I will need 3 rows and would like to also utilize the hairpins for shear resistance and pryout in the pier.

 

[Aesur]

While I'm sure you can use multiple hairpins, I don't see the point as 100% of the time the hairpin isn't the issue, the slab itself is. You need to develop the load into the slab and the amount of force you can develop into the slab is dependent on the geometry of the columns, how much slab you can grab before hairpins overlap (think concrete breakout and side face blowout with multiple anchors) and lastly can the slab distribute the loading across the building or grab enough weight to resist due to friction. I rarely have gotten more than about 10 to 15 kips capacity in a hairpin. I think many engineers seem to miss this concept as I have seen many designs with a single hairpin where the hairpin appeared to have been calculated based solely on the area of steel into an un-reinforced slab.

 

[hdp321]

There’s about 95 kips of thrust per column. The hairpins would need to be stacked to fit within the slab.

 

[jerseyshore]

95 kips holy hell; Aesur is right, the slab is the weakest link in that system and I don't see that working.

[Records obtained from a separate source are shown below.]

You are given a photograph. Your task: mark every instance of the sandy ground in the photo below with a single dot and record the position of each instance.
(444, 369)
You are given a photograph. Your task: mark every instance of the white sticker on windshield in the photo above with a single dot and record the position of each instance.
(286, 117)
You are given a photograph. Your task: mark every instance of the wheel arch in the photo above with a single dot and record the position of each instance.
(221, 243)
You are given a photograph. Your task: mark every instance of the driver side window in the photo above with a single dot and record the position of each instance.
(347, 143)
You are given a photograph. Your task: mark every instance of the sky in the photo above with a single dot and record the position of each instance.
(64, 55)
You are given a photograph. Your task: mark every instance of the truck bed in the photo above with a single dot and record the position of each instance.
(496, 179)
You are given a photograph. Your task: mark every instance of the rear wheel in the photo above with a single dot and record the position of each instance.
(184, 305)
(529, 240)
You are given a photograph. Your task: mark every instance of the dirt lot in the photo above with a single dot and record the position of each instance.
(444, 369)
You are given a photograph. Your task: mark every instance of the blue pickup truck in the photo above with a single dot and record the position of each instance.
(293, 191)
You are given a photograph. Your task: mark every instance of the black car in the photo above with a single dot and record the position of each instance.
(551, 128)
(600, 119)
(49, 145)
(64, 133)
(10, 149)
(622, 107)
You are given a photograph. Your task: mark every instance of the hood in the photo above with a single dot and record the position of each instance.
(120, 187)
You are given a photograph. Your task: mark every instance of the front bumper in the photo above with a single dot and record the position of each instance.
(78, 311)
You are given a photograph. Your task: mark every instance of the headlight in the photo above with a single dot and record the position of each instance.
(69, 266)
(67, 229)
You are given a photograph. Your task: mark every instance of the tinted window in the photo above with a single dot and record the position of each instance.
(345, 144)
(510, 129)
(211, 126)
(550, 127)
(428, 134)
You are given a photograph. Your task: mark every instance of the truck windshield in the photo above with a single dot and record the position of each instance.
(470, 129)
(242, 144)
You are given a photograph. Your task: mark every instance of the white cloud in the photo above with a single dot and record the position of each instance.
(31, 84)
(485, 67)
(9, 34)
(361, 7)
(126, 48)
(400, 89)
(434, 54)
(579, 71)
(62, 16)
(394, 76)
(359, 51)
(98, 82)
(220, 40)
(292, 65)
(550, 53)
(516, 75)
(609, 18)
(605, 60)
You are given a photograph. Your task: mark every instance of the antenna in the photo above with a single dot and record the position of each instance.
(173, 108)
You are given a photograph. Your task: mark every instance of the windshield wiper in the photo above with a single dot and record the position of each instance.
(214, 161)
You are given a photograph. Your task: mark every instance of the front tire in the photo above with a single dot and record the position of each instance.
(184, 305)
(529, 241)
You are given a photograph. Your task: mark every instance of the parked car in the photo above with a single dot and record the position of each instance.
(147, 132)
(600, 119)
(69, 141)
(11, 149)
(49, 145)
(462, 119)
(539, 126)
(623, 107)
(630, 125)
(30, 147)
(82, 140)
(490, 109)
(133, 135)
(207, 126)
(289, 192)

Even if you somehow got the math to work on paper I don't know if I would trust the slab and hairpins to even resist that type of thrust in real life.

 

[hdp321]

Any other suggestions? Design the pier and footing to resist?

 

[KootK]

Design the pier and footing to resist?

Most engineers seem to consider that the best, and most reliable approach. As usual, the issue du jour is the cost of that solution relative to the other alternatives. I think that we all like the tie member run across to the other side mechanically but, as you've mentioned, that usually runs into practical difficulties with respect to elongation, trench drains, future usage etc.

Any other suggestions?

I did some schematic work on one of these buildings earlier this year. It got me wondering if anyone has ever tried the scheme shown below as, kind of, an intermediate position. This would greatly improve the local connection near the thrust and provide a fairly reliable way to spread the tension tie load out across the entire width of the SOG such that, hopefully, there would be improvements with respect to elongation, reliability, and local interruptions in the slab on grade. For all the practical issues associated with a tension tie across the building, it's the most elegant mechanical solution by far.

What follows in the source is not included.